Il se leva, prit la télé qu’il débrancha quand le câble fit trop tendu et la souleva tout en fixant son chien Robby.
- Je vais t’apprendre à fermer ta gueule, enfoiré de cleps !
Il leva la télévision bien en l’air et l’expulsa sur son chien. On put entendre un léger gémissement de Robby avant qu’il ne se fasse aplatir et déchiqueter par les débris du verre qui constituaient l’écran de la télévision. Jim tomba sur le canapé comme prit d’un malaise et ferma les yeux pour réfléchir un instant. Les aboiements du chien résonnaient toujours dans sa tête et il se frappa le front pour tenter de les faire partir, mais en vain. Il se releva et se dirigea vers la cuisine. Il sortit un verre d’un placard en bois suspendu au dessus du mur et le remplit avec le robinet. Il le bu d’un coup, tout en s’en renversant sur lui.
Il alla à nouveau dans le salon et prit la carabine qui était posée au dessus de la cheminée. Il vérifia qu’elle était bien chargée et s’assit à nouveau sur le canapé. Admirant un tableau accroché à sa droite qui représentait une barque vide au milieu d’un lac, il se rappela de vieux souvenirs. Du moins, de souvenirs heureux. Le genre de souvenirs qui restent gravés en nous jusqu’à notre mort (est-il encore trop tôt pour énumérer tout ça ?). Il plaça délicatement le canon du fusil dans sa bouche. Des larmes coulèrent de ses yeux et ses lèvres tremblèrent. Ce devait être la première fois depuis pas mal d’années que Jim n’avait versé quelques larmes, même de joie. Il prononça - sans que le fusil permette qu’on comprenne parfaitement son sens – Une phrase qui lui revint à l’esprit.
- Au sud du paradis... Nous sommes et vivons au sud du paradis... Seules nos peines apportent le réconfort nécessaire à une vie paisible...

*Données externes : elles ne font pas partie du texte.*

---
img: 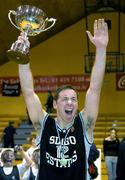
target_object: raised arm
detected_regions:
[83,19,108,140]
[19,64,45,130]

La détente transperça le silence qui régnait en cette nuit chaude. Le chien des voisins se mit à aboyer, prit de panique par le bruit du coup de feu, ce qui réveilla les Lewis. Tom, le père de famille, accouru jusqu’à la maison des Oaks pendant que sa femme composait le 911. En entrant dans le jardin, la première chose que vit Tom Lewis, ce fut l’horreur et la démence causée par Jim. Il ne se doutait pas en cet instant qui avait bien pu commettre ce drame mais il eut trouvé réponse quelques semaines plus tard, une fois que la police eu fait son enquête. Ce soir là, le 18 juillet 2010, fut gravé dans la mémoire des habitants de la charmante ville de Lizard Lick comme étant la pire atrocité depuis que le fils des Anderson s’était donné la mort suite au suicide de sa fiancée. La seule chose que le voisinage ainsi que la police se demandèrent, ce résultait d’une interrogation – Pourquoi ? – Mais bien sûr, aucune personne n’était susceptible de répondre à cette question. Qui aurait pu se douter qu’un aussi charmant couple aurait pu connaître une fin aussi atroce. Sûrement tous ceux qui ne connaissaient pas les Oaks.